Not only that, but checking a bag introduces a whole host of challenges, among them tight connections, especially in destinations where you must reclaim your bag before clearing customs for the next flight. Going carry-on-only also spares you the extra time waiting around at baggage claim when you reach your destination.

Tips for Meeting Airlines’ Carry-on Weight Restrictions

If you’re going to meet airlines’ tight weight restrictions on carry-ons, you’re going to need a plan.

Before you do anything else, look up your airline’s weight restrictions in advance. If you’re married to the idea of bringing your carry-on onboard, stick to those weight restrictions. Don’t count going unnoticed: Weighing suitcases for international flights is pretty standard, so it’s unlikely you’ll be able to avoid detection.

Step two is to weigh your empty carry-on. Though anything under about 10 pounds is considered lightweight in the carry-on luggage universe, when you only get 15 pounds total for a carry-on, using that much of your allotted weight on your suitcase is not a pro move.
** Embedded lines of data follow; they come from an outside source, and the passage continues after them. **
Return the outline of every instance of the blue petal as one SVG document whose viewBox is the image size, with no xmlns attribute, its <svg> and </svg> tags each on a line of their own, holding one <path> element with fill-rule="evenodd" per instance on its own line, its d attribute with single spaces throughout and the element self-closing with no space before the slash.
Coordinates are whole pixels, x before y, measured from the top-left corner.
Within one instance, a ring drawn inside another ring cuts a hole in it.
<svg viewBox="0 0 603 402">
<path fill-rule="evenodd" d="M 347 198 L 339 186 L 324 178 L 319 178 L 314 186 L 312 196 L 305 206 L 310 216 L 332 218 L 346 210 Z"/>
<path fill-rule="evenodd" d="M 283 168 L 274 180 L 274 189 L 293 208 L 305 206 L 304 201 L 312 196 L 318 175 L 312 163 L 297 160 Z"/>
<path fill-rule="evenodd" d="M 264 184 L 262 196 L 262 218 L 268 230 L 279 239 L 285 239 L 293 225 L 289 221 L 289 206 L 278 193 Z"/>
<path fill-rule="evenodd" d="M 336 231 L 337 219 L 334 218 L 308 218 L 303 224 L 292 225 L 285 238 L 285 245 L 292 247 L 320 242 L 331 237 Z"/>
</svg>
If you want to free up some weight, you might consider buying an ultra-lightweight suitcase that weighs less than five pounds.

Then it’s time to assess your travel gear and trim weight where you can. This is where you want to make every ounce count: Look for smaller toiletries, lighter shoes, streamlined entertainment, and other lighter ways to travel. For more tips, see A Traveler’s Guide to Minimalist Packing.

Before you pack, make sure you have an accurate scale. As you pack, shift heavier items to better balance the weight of your carry-on and personal item. Sometimes, the same amount of weight is allowed if it’s distributed between your two allowed cabin bags.

If you’re right on the edge, you can sometimes move things around to reduce the weight of the bag. But it’s always a good idea, if you think your bag exceeds the maximum weight for carry-ons, to have any items you wouldn’t want to check (items like medicines, jewelry, and electronics, for instance) in an easy-to-grab place so you can transfer them to your personal item should you get to the counter and discover you have no choice but to check your carry-on.

When it comes to carry-ons, size is important. But when you’re trying to go carry-on for international travel, it pays to weigh as well.